Tamils in Sri Lanka unquestionably have serious grievances. Favored by British colonial administrators for their high education levels and linguistic skills, they aroused resentment among the Sinhalese beginning more than a half century ago. In 1956, Prime Minister Solomon Bandaranaike, adopted a policy that made Sinhala the sole national language and gave prominence to Buddhism, practiced by the majority of the Sinhalese.

It was hoped that a Sinhalese-led government in Colombo would be expected to take the opportunity to extend a magnanimous hand to the Tamils, if only to insure lasting peace. However, President Rajapaska’s paranoid actions of locking up defeated opponents – though also ethnically Sinhalese - would indicate that he is in no position to start reconciliation efforts.

Seizing on his defeat and subsequent detetion of General Fonseka, the President has dissolved the country's parliament, paving the way for parliamentary elections on April 8th - two months ahead of schedule. President Rajapaksa is hoping to parlay his recent electoral success into a robust victory for his United People’s Freedom Alliance in Sri Lanka’s legislative branch.

General Fonseka’s detention has limited his access to political colleagues within his opposition alliance, itself a strange amalgam which includes Tamils and the leftist JVP. Without contact with a unifying leader, the alliance appears likely to fray in coming weeks. 

Therefore, the government looks well poised to attain its proclaimed objective of a two-thirds majority in the forthcoming general elections.

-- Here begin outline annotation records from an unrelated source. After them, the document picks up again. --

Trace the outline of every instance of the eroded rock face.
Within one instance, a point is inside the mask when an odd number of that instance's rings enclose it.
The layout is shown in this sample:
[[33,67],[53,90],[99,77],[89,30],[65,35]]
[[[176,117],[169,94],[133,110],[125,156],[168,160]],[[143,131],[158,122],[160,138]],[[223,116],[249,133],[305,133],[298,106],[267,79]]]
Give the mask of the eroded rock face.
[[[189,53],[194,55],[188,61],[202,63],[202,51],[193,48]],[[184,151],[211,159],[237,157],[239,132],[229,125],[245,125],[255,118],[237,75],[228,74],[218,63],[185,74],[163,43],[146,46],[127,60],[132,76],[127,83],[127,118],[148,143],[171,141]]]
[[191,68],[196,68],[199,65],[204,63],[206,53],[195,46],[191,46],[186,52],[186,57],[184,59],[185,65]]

A two-thirds majority in Parliament would enable President Rajapaksa to push through changes to the Constitution at will, without needing the support of opposition political parties, including those representing the majority of the ethnic minorities.

This amounts to yet more bad news for the Tamil minority, which has already grown weary of repressive measures on civil society. The Tamil cultural and historical capital, Jaffna, was heavily damaged by the Sri Lankan military and needs rebuilding. And Tamil families struggling back to normal life after months in detention camps set up after the war last spring are lacking basic necessities, yet it appears that little more than lip service will be paid to these problems.

The government also fears a reassembled LTTE. The International Crisis Group (ICG), a Belgium based NGO, does not see a reemergence of the LTTE as a possibility, instead they argue that the large Tamil diaspora could threaten reconciliation efforts. In a report released Tuesday titled "The Sri Lankan Tamil Diaspora after the LTTE" the ICG says the Tamils outside Sri Lanka continue to support a separate state, and the diaspora’s money can ensure it plays a role in the country's future. However there is virtually no domestic or international backing for the separate Tamil Eelam state that the diaspora would like to see.

The ICG report goes on to claim that the overseas Tamils' profound commitment to Tamil Eelam has widened the gap between the diaspora and Tamils in Sri Lanka, who are less interested in a separate state than they are in rebuilding their shattered lives. The ICG believes that until the diaspora moves on from its separatist, pro-LTTE ideology, it is unlikely to play a useful role supporting a just and sustainable peace in Sri Lanka.

To begin the process of national reconciliation and instill functioning democratic institutions, the Sri Lankan government needs to address the legitimate grievances at the root of the ethnic conflict. This will ensure that the current peace is a lasting one and include disenfranchised Tamils in the policy making process. Unfortunately for the Sri Lanka, there is little in Presidnet Rajapaksa’s recent actions that would suggest even a semblance of stability, let alone national reconciliation. The President seems more content to lash out at his enemies than to foster national unity.

Colby Pacheco is a Master of Pacific International Affairs (MPIA) graduate of the Graduate School of International Relations & Pacific Studies, University of California, San Diego and an Asia Chronicle Research Fellow.